In gedachten aan de voet van de Oude Wester, wachtend op een De Profundis

De Westerkerk, ik heb er één online dienst meegemaakt in de lockdowntijd en voor dat doel vind ik hem niet geschikt. Of kan ik niet tegen dominees die ook eens even de actualiteit willen doen meeklinken en de Partij voor de Dieren laat protesteren tegen het de woestijn in jagen van de zondebok.
Niet ik heb de Kerk verlaten, de kerk heeft mij verlaten.

Jarenlang werd er gerestaureerd, en of de graven die er onder het plaveisel lagen nu geschonden werden of niet, mijn zuster en een schoolvriendin gingen er eens kijken. Een van de spittende werkers gaf mijn zus een koperen handvat dat uit de grond kwam, ongetwijfeld ooit verbonden geweest aan een kist. Of het daardoor kwam dat het onmiskenbaar spookte in de flat waar ze haar hele zelfstandige leven heeft gewoond, het valt niet te weten.

Als in een soort zonnedans zie ik lijn 13E en lijn 27 langs de Westermarkt rijden. Of – heel handige verbinding – buslijn 33, die de reis tussen mijn Eerste Grote Liefde en mij gemakkelijk maakte. Voorbij voorbij. Zoals ook de relatie, het wakker liggen op een al doorzakkende matras en de weemoed van het in de nacht doorpingelende carillon lieten mij voelen dat het niet goed ging en we waren onmachtig er iets aan te doen. Het zal allemaal wel een Hogere Bedoeling hebben gehad.

Het verwaarloosde studentenhuis waar zij woonde is gesloopt voor een enorme uitbouw ten behoeve van het Anne Frankhuis.
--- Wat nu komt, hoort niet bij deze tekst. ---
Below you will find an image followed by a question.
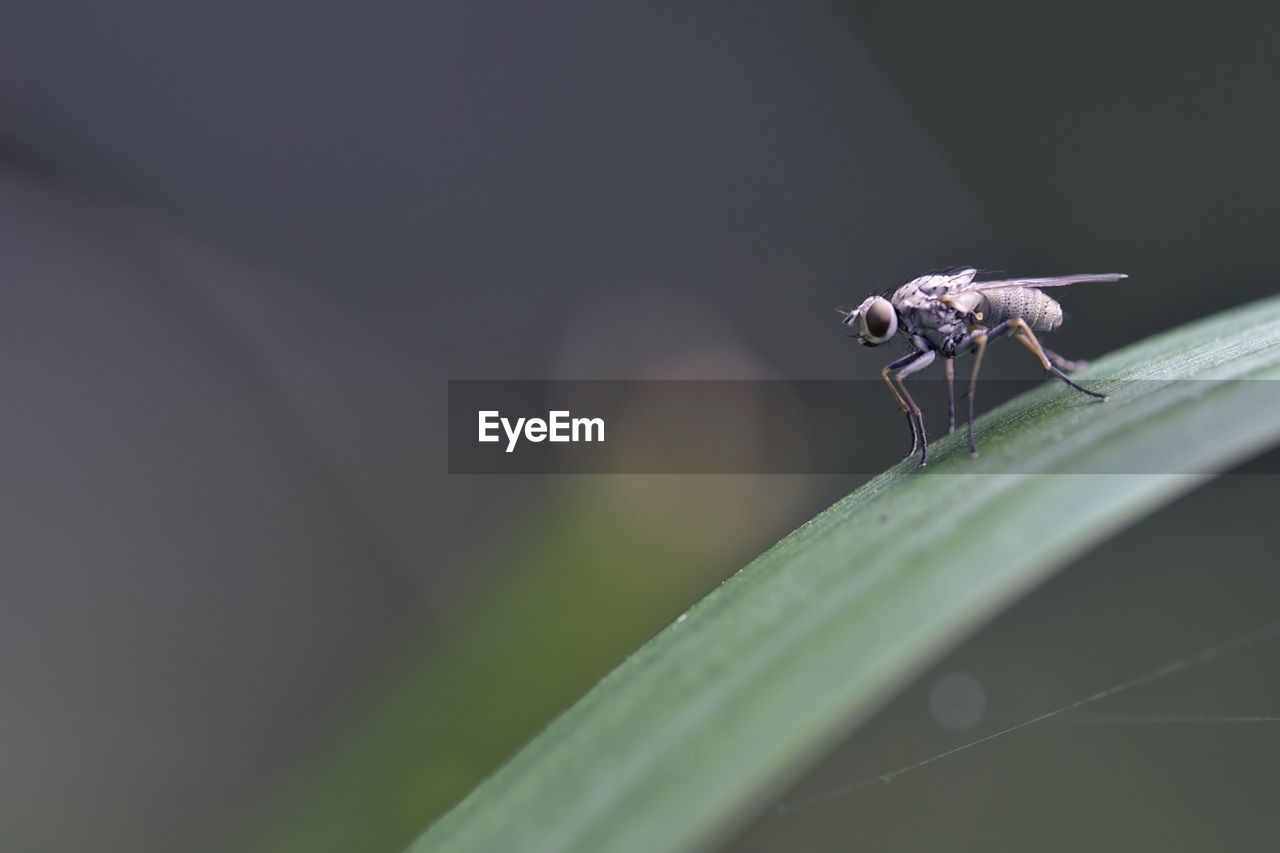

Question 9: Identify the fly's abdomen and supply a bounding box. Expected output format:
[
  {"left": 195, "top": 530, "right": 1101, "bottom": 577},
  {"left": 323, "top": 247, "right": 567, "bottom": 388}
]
[{"left": 979, "top": 287, "right": 1062, "bottom": 326}]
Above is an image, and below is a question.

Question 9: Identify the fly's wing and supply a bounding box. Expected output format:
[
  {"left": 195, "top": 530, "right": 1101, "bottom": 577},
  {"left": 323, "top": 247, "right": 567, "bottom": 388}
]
[{"left": 959, "top": 273, "right": 1129, "bottom": 291}]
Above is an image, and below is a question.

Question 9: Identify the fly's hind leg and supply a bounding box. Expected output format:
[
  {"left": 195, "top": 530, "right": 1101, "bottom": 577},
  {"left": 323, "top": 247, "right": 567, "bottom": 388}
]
[
  {"left": 1041, "top": 343, "right": 1089, "bottom": 373},
  {"left": 881, "top": 352, "right": 920, "bottom": 459},
  {"left": 1001, "top": 316, "right": 1107, "bottom": 400}
]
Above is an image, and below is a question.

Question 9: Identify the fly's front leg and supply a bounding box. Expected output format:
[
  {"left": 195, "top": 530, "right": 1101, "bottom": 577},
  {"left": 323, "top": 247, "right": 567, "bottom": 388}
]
[
  {"left": 881, "top": 351, "right": 920, "bottom": 459},
  {"left": 966, "top": 327, "right": 998, "bottom": 456},
  {"left": 942, "top": 359, "right": 956, "bottom": 435},
  {"left": 891, "top": 350, "right": 937, "bottom": 467}
]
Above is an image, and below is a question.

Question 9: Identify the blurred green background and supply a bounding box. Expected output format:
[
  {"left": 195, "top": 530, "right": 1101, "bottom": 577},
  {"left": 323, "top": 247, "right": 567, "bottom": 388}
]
[{"left": 0, "top": 0, "right": 1280, "bottom": 853}]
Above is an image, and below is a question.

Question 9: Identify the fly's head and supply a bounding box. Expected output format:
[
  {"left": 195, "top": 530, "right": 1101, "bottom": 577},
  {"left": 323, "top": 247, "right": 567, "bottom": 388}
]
[{"left": 836, "top": 296, "right": 897, "bottom": 347}]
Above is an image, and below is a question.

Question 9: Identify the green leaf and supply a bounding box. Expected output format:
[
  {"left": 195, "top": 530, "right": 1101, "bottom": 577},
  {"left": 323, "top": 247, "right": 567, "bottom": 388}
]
[{"left": 411, "top": 298, "right": 1280, "bottom": 853}]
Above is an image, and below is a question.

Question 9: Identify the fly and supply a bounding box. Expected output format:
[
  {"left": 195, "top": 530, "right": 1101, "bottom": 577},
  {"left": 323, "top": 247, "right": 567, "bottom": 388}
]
[{"left": 836, "top": 269, "right": 1128, "bottom": 466}]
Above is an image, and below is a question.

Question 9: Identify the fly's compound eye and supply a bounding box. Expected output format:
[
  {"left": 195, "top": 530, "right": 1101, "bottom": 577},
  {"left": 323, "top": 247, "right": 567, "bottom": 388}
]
[
  {"left": 836, "top": 309, "right": 863, "bottom": 338},
  {"left": 860, "top": 296, "right": 897, "bottom": 347}
]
Het is wel aardig dat de enorme file die voorbij de voormalige kosterij van de Wester (naar mijn weten een horecavoorziening nu, het zal een keer niet) slingert, in ieder geval een glimp in dat kantoor hebben voordat ze het achterhuis bereiken. Was de industrie rond dit huis het startschot van Disneyland Amsterdam?
Ik zit op een wonderbaarlijk beschikbaar bankje, natuurlijk daklozenonvriendelijk, en zie de moedeloos makende vreugdeloze toeristen langssjokken, en wacht op de beiaard.
Om 12 uur zou De diepte gespeeld worden, de Nederlandse inzending voor het Eurovisie Songfestival. Ja, ik heb iets met het lied, hoe dat zo komt ga ik nu niet uit de doeken doen. Het hoeft ook niet, of misschien juist wel, ik sta hier natuurlijk niet alleen in. Maar nu doe ik dat niet.
Ik las in een verhaal over lied en zangeres dat zij hier in de buurt woont. Hoort zij het?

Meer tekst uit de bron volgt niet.